C’était hier. Il venait de renvoyer à leurs missions, les membres de la Commission ad’ hoc de suivi et d’évaluation de l’opération de déguerpissement dans le District de Bamako, lancée le 21 juillet dernier. C’était dans les locaux de la mairie de la Commune I du District de Bamako, en présence de la patronne des lieux, la maire Mme Conté Fatoumata Doumbia.
Cette commission ad’ hoc a été créée le 15 août à l’initiative de la CCIM. Elle est composée de tous les acteurs concernés par les opérations de déguerpissement, d’huissiers, d’experts… Elle a pour mission de recenser les victimes de l’opération et d’évaluer les dégâts qu’ils ont subis. Selon Youssouf Bathily, son président, la commission informera aussi et sensibilisera les acteurs afin d’éviter d’éventuel désagréments. Elle identifiera des sites de recasement pour réinstaller les personnes ayant été déguerpies.
Enfin, elle mettra à la disposition des acteurs du secteur privé la documentation relative aux domaines publics pour éviter d’autres cas d’occupation illicite des espaces publics.
Juste après le lancement officiel de l’opération de recensement, le président de la CCIM s’est rendu sous une pluie battante sur des sites jadis occupés. Des anciens occupants sont toujours sur les lieux au milieu des débris et autres déchets trainant à terre.
A ces commerçants, il a expliqué le but de la mission qui vient de commencer. « Des agents listeront les victimes de l’opération de déguerpissement dans le but d’identifier au plus vite des sites de recasement afin de vous permettre d’exercer vos activités respectives dans les meilleures conditions possibles », a précisé Youssouf Bathily.
Cette initiative a été saluée par les commerçants. Ils se disent prêts à être réinstallés sur les sites mis à leur disposition par les autorités communales et administratives. Moussa Diarra est « mécanicien-ajusteur ». Agé d’une cinquantaine d’années, il possédait un atelier en face de l’entrée principale de la mairie de la Commune I. Il sera la première personne recensée par l’huissier Demba Diallo du cabinet Me Boubacar N. Diallo.
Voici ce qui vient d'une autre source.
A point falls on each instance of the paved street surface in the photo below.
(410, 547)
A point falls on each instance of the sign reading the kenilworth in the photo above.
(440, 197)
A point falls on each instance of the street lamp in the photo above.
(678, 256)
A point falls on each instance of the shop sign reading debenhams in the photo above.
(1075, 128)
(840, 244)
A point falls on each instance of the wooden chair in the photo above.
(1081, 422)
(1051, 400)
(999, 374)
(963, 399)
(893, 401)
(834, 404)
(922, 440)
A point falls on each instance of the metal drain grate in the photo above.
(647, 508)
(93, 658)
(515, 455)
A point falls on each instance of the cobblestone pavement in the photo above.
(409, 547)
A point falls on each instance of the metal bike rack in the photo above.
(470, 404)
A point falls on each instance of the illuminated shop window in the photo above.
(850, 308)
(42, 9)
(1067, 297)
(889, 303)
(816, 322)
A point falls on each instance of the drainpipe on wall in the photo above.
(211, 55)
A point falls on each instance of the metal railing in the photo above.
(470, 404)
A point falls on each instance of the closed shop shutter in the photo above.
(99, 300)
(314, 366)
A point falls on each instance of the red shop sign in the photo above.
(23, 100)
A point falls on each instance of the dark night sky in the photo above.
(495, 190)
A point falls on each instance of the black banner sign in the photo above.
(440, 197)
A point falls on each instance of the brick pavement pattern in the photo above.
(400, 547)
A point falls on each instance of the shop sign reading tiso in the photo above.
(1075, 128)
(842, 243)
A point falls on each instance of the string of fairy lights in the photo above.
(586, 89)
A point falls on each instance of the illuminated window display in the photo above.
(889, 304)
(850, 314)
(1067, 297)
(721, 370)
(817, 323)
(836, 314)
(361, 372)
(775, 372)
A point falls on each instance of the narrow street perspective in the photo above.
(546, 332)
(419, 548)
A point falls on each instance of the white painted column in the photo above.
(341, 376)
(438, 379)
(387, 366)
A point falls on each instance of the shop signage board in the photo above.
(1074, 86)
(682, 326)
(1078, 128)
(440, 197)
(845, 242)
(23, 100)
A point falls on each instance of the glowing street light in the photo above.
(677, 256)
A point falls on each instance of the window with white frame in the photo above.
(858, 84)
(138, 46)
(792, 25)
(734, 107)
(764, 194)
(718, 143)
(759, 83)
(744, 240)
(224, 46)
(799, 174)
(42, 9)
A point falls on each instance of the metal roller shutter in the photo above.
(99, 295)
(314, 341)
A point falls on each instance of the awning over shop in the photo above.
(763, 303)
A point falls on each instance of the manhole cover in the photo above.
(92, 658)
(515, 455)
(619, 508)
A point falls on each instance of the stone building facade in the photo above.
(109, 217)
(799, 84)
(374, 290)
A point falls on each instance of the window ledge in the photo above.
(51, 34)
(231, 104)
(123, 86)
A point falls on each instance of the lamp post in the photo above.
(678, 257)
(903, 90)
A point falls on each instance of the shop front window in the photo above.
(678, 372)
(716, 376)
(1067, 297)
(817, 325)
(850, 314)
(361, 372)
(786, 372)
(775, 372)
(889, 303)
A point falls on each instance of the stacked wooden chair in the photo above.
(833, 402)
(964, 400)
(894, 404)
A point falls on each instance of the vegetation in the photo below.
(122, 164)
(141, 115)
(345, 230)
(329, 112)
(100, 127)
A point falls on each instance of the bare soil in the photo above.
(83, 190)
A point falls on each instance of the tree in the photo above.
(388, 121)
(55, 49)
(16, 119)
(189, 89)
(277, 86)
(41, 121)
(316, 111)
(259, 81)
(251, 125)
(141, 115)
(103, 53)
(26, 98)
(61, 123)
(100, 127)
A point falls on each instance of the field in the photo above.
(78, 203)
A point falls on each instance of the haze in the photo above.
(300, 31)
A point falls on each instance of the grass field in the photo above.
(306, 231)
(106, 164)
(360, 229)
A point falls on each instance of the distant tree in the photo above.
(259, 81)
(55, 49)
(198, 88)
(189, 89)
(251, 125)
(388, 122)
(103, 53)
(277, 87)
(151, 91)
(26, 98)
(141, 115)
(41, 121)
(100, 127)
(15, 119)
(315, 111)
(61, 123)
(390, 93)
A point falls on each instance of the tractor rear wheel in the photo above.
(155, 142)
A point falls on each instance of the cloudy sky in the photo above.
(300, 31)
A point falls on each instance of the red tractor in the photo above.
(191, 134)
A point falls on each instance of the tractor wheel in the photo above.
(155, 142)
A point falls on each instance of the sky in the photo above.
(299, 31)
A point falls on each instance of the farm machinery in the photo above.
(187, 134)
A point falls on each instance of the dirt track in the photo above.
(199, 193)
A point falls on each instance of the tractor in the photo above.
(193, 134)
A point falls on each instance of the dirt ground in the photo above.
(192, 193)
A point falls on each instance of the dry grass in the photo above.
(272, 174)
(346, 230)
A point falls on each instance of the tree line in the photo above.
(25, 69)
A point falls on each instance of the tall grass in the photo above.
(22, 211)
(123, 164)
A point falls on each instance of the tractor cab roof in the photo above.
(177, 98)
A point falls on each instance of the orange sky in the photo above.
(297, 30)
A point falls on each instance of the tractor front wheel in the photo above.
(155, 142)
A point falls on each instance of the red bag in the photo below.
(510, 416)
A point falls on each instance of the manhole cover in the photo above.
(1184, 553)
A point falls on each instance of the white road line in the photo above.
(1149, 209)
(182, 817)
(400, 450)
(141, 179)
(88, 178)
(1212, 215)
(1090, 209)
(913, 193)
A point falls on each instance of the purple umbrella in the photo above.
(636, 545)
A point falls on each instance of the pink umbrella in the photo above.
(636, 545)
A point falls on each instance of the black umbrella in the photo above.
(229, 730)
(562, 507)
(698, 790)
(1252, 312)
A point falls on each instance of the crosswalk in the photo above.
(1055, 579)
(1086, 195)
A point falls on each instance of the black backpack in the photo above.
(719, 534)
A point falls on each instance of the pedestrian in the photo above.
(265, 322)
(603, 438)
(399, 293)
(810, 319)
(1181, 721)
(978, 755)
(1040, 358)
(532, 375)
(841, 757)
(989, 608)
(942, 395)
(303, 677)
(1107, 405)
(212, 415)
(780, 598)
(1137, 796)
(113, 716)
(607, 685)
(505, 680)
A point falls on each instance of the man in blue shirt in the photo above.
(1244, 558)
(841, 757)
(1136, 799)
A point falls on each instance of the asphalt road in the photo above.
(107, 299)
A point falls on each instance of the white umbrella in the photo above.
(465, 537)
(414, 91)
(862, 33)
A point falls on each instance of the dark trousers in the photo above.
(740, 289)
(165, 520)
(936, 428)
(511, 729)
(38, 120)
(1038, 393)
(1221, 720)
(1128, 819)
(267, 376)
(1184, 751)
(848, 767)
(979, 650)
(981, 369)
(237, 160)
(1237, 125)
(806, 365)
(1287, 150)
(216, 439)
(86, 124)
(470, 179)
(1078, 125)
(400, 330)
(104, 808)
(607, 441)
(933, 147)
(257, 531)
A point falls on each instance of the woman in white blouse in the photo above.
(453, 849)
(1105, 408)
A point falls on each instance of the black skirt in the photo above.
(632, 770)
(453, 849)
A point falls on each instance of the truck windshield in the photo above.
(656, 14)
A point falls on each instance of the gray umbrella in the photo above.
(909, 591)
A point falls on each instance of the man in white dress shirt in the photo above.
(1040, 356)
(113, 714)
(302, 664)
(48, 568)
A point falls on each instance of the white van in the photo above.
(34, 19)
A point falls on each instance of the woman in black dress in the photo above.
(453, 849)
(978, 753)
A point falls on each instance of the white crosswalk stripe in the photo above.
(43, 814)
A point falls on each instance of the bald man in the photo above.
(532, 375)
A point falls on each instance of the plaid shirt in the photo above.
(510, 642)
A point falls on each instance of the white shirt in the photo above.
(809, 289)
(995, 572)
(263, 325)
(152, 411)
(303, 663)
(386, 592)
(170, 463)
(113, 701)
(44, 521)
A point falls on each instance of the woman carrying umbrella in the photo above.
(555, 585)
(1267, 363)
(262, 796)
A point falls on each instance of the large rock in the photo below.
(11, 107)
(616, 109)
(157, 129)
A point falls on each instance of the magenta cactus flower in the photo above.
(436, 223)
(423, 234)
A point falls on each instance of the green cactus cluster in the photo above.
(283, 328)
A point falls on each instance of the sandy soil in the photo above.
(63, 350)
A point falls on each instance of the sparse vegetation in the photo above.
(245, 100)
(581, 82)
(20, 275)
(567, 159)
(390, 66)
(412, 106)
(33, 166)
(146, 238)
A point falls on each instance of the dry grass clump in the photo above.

Tout en saluant la bonne compréhension dont ont fait preuve les anciens occupants du domaine public qu’il a rencontrés, le président de la Chambre de commerce et d’industrie a annoncé avoir entrepris des actions pour la construction de nouveaux marchés et la modernisation des souks existants pour en faire des espaces commerciaux modernes. La CCIM, a-t-il encore annoncé, est à l’œuvre pour demander au ministère en charge des domaines de l’Etat et aux mairies des six communes du District, de mettre à la disposition des commerçants des sites de recasement.
Interrogé à ce sujet le maire de la Commune I, Mme Conté Fatoumata Doumbia, a répondu que des sites sont déjà identifiés dans sa circonscription, en collaboration avec les acteurs, concerné pour réinstaller toutes les personnes qui ont été déguerpies. Elle a promis que la liste de ces sites sera officiellement communiquée dans les jours à venir.